Literature DB >> 18234865

Rapid identification and differentiation of Trichophyton species, based on sequence polymorphisms of the ribosomal internal transcribed spacer regions, by rolling-circle amplification.

Fanrong Kong1, Zhongsheng Tong, Xiaoyou Chen, Tania Sorrell, Bin Wang, Qixuan Wu, David Ellis, Sharon Chen.   

Abstract

DNA sequencing analyses have demonstrated relatively limited polymorphisms within the fungal internal transcribed spacer (ITS) regions among Trichophyton spp.

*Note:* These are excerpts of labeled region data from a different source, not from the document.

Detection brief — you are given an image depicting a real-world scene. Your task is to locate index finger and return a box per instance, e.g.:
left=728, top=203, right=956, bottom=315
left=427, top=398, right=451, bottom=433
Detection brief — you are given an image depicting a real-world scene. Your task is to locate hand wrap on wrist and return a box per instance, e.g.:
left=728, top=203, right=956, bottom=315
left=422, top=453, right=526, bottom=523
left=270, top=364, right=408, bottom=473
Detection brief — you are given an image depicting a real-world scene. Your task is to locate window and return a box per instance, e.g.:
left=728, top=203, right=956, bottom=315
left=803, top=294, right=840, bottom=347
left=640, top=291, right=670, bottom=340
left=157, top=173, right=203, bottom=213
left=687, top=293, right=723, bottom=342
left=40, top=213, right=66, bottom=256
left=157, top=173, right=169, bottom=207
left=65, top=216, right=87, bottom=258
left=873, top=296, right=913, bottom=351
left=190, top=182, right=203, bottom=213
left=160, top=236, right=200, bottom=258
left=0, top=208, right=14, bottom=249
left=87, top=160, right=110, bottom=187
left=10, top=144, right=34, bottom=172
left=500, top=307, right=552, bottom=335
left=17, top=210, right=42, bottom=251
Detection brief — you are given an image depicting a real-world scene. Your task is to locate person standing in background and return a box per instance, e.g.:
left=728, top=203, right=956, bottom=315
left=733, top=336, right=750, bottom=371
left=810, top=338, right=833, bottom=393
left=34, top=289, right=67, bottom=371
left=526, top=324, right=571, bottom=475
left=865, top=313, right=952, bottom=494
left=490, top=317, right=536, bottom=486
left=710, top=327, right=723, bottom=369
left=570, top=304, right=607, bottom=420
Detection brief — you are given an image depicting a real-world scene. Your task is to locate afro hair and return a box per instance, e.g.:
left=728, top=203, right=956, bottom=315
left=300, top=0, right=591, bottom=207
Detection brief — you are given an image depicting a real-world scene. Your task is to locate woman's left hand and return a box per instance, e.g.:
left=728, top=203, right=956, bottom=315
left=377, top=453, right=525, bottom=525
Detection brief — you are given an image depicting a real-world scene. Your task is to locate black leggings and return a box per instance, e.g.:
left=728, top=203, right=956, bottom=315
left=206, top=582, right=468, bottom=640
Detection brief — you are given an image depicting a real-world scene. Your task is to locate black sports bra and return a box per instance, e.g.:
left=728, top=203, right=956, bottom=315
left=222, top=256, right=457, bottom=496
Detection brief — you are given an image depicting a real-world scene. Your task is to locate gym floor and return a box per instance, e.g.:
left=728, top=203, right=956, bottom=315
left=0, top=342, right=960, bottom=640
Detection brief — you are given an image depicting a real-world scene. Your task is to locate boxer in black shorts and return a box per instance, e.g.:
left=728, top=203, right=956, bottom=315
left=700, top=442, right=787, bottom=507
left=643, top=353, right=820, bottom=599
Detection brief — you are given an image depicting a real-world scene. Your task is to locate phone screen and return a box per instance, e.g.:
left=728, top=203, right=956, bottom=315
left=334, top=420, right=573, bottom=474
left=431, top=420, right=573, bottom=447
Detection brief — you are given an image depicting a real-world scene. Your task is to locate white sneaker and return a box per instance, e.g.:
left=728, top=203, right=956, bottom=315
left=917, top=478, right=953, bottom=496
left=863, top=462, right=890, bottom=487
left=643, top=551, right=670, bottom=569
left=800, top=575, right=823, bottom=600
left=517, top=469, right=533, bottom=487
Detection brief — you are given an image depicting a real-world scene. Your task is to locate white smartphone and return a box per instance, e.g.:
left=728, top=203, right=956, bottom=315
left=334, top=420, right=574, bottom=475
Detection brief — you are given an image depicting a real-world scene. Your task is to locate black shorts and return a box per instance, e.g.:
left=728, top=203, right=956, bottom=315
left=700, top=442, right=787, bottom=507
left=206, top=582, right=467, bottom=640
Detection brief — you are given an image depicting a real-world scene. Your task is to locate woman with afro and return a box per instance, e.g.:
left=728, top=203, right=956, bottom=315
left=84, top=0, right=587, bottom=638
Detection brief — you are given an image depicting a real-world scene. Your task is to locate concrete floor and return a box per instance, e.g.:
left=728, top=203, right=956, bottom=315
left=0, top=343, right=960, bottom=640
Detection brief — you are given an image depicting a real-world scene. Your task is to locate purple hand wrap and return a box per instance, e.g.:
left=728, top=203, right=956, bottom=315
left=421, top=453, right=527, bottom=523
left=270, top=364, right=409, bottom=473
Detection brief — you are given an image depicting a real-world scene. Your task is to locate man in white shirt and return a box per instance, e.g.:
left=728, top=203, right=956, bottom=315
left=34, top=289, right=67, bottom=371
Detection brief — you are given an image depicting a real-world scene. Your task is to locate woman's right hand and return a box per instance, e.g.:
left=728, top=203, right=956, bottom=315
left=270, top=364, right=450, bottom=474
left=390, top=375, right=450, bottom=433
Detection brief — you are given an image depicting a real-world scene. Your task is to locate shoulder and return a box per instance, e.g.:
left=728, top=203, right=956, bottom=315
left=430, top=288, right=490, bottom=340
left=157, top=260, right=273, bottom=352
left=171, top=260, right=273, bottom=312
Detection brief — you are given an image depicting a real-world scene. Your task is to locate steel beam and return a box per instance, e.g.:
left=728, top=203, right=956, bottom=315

We sequenced the ITS region (ITS1, 5.8S, and ITS2) for 42 dermatophytes belonging to seven species (Trichophyton rubrum, T. mentagrophytes, T. soudanense, T. tonsurans, Epidermophyton floccosum, Microsporum canis, and M. gypseum) and developed a novel padlock probe and rolling-circle amplification (RCA)-based method for identification of single nucleotide polymorphisms (SNPs) that could be exploited to differentiate between Trichophyton spp. Sequencing results demonstrated intraspecies genetic variation for T. tonsurans, T. mentagrophytes, and T. soudanense but not T. rubrum. Signature sets of SNPs between T. rubrum and T. soudanense (4-bp difference) and T. violaceum and T. soudanense (3-bp difference) were identified. The RCA assay correctly identified five Trichophyton species. Although the use of two "group-specific" probes targeting both the ITS1 and the ITS2 regions were required to identify T. soudanense, the other species were identified by single ITS1- or ITS2-targeted species-specific probes. There was good agreement between ITS sequencing and the RCA assay. Despite limited genetic variation between Trichophyton spp., the sensitive, specific RCA-based SNP detection assay showed potential as a simple, reproducible method for the rapid (2-h) identification of Trichophyton spp.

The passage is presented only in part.